In this case, a SIMD-optimized distance metric, the L2 Distance, is used. Dynamic Indexing would have been an alternative, in which case the Index would switch from Flat to HNSW, but since we already know the total count to be high (default switch is around 10000, while we have 87000 documents), HNSW made more sense.
Having experimented with RANKED and RELATIVE fusion methods, I chose to use RELATIVE for my project as it offered better results. I parameterized the fusion using alpha=0.6 which offered the best performance for my Hybrid Search.
Before re-ranking, a vector alignment on the semantic search results is performed using the candidate's interested_roles. At this stage, the retrieval would have fetched a maximum of 50 vectors, but usually less since only the first 4 groups are fetched (according to the score) using auto_limit=4.
Following that, a cross-encoder model by Cohere named rerank-english-v3.0 is used to re-rank the <50 results based on the role's description. This early-interaction mechanism vastly improved the search results for the top 5 (or any number, between 1 and 20) highest-ranked roles for a candidate.
The query search space is constrained using filters. An automatic filtering mechanism is implemented by which the application can automatically infer filters such as industries, location, and role preferences based on the professional summary.
For this mechanism, the LLM is queried using a gated prompt mechanism which is validated using deterministic and subsequent LLM queries. Once an answer for one or more of the several questions about a user's profile passes a specification, they are excluded from subsequent LLM calls if the LLM is queried again to satisfy the unmet specifications. This expedites convergence of data extraction.
This is intended to only behave as a good starting point, and the user is expected to customize them to their needs.
The UI is built using StreamLit. It enables the user the input some text about themselves, as a professional summary, and auto-set the filters such as roles, industries, location, role type, and number of reranked results to fetch. Following this auto-inference or setting the filters manually (or not) the user may choose to perform the search.
The results of this search are shown one by one using the Previous Role and Next Role buttons. The button beneath this output box enables the user to apply to a selected role.
There are also some pre-defined examples, the same 27 professional summaries I used for examples. These can be accessed by the Previous Example and Next Example buttons on the top right, which will prefill the user input text box accordingly.
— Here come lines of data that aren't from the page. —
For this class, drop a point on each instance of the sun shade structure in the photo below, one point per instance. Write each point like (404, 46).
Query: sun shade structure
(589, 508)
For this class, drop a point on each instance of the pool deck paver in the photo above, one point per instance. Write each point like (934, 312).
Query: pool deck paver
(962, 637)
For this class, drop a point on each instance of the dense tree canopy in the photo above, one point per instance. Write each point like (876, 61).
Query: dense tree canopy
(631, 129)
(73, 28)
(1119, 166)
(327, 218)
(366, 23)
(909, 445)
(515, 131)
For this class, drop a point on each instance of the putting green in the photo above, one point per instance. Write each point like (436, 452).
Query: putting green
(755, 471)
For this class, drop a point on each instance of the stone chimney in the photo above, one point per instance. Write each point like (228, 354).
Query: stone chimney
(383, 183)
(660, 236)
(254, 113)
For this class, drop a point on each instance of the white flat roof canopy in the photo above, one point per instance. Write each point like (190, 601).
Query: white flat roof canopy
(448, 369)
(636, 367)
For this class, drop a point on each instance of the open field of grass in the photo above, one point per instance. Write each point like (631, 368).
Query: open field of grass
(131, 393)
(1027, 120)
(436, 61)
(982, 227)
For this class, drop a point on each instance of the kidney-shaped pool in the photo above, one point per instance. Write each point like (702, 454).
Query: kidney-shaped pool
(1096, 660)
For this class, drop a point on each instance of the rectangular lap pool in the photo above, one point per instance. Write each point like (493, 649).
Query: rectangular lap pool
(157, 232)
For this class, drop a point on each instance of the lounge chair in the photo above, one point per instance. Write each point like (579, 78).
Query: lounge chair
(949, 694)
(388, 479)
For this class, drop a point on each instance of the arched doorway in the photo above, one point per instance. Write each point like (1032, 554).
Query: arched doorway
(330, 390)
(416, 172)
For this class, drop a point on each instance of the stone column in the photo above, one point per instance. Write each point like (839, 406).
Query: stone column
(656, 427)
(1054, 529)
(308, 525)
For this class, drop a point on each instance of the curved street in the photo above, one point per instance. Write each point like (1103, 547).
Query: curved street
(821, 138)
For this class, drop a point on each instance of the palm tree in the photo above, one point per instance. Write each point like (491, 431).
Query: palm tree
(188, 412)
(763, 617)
This project currently uses a containerized Weaviate server, but Ollama and the rest of the components are run locally. This is on purpose. During experimentation, running Ollama and the application un-containerized is an order of magnitude more performant than otherwise. The code to run Ollama as a container exists inside the docker-compose.yml as well as
an entrypoint.sh script to pull the required models inside the container. However, these components can be easily containerized if needed, into a 3-container setup: Weaviate, Ollama, and Streamlit App.
Parts of this project would directly benefit from some functionality offered by DSPy, as follows:
Assertions: When we are using LLM to extract data from a summary, we use multiple binary validations (whether the generation meets the spec), as found in llm_utils.py:6-11. This kind of functionality is where DSPy excels, while simultaneously improving the prompt using teleprompters/optimizers based on advanced Bayesian-Optimization algorithms like MIPRO.